Friday, July 13, 2012

A Dreaming Spires Sunrise


The very large majority of this week was consumed with writing a paper on castration and economics in The Merchant of Venice. *cringe. I know. It wasn’t what I’d initially planned to write about….it just kind of happened. Anyways, the paper is titled “The Empty Sac: Socioeconomic Infertility in William Shakespeare’s The Merchant of Venice, and I’m pretty proud of it!

By the way, did you know that the sun rises in Oxford at 4:30 AM, welcomed by a chorus of what can only be described as croaking from the deer?

Yeah, I didn’t know that either.

As you might imagine, I was up pretty late (early?) working on the paper this morning, not because I had to, but because I wanted to. It literally felt like I was having a sleepover (an all-night-over?) with those same generations of scholars before me, including Keving Niehaus (Duckenfield 2010), who saw his fair share of Oxford sunrises.

Yet while I was a little sleepy this morning (I managed to get exactly 1 REM cycle of sleep, which was perfect!

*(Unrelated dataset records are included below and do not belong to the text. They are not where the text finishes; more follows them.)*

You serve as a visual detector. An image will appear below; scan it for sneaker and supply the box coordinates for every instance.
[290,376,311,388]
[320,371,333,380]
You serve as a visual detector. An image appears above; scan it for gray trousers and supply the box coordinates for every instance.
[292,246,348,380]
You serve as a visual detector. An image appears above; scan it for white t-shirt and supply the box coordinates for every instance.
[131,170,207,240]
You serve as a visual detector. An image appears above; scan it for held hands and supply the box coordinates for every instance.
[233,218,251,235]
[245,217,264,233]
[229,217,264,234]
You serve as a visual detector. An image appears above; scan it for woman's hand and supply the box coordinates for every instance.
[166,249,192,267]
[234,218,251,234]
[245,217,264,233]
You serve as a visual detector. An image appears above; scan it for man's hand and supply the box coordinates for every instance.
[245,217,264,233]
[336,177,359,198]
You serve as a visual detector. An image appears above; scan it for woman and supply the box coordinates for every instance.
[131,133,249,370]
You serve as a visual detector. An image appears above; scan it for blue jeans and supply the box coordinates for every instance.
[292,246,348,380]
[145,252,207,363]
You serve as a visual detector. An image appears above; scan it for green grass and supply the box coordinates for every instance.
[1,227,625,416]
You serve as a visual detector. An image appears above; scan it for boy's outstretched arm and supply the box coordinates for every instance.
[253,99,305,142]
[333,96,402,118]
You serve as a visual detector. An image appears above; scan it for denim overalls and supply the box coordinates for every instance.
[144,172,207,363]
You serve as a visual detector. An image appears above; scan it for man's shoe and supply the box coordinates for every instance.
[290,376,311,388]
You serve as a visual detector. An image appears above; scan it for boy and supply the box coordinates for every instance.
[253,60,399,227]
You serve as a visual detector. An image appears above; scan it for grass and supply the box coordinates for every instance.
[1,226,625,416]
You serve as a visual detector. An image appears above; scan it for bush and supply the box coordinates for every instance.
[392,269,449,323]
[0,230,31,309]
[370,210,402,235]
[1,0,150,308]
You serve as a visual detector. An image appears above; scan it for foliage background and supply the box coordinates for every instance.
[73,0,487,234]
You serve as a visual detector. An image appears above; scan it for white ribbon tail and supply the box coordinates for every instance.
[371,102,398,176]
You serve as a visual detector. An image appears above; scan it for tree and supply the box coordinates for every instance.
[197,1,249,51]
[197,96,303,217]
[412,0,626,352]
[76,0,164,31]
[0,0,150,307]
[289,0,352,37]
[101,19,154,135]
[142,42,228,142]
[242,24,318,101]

I woke up on my own & felt refreshed, vs. other all-nighters when you feel like death!), I was really glad to have stayed up so late. I watched the sunrise over the spires of Oxford and see the sun’s first rays through the willows in Deer Park. Watching this historic town wake up through my window was an entirely mystical experience and one I will never forget.

Tutorials followed this afternoon. I was really nervous, but once I started to read my paper aloud, my nerves melted away. Professor Johnson seemed pleased with the paper & pointed out what he really liked and what he thought I could improve for next time (he disagreed with my final conclusion that Shakespeare used MoV to argue for a more mercantile-based rather than barter-based system of trade), but I think he was pleased with the paper itself.

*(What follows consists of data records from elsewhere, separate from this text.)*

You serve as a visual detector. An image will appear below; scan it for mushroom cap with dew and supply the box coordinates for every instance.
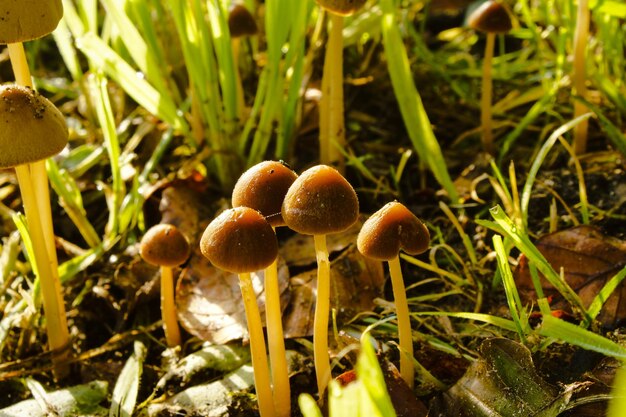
[228,3,258,38]
[232,160,298,227]
[357,201,430,261]
[282,165,359,236]
[200,207,278,274]
[0,0,64,44]
[315,0,367,16]
[0,85,68,168]
[467,0,512,34]
[140,224,191,268]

I was relieved to find that tutorials were much more laid-back than I was anticipating. (He ate an orange while I read my paper and apparently ate a sandwich in a later tutorial!) While I understand that the informality might be to ease our nerves at attending OXFORD TUTORIALS, I think it is making me even more nervous because it’s so far removed from my expectations of something akin to grueling office hour sessions.

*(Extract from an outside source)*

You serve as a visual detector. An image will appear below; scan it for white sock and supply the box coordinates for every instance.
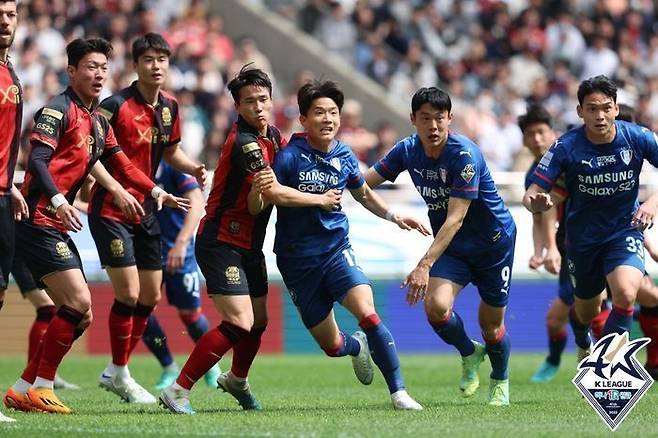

Tonight we’re going to a graduate student party(?) at the MCR (Masters Common Room) Bar to celebrate a successful first round of tutorials. Apparently it’s a student-run bar with £1.50 pints! I can’t wait to meet some ‘real’ Oxford/Magdalen College students! Who knows?! Maybe they’ll have some advice about applying here for graduate school! ;)

Dreaming Spires of Oxford from my bedroom window!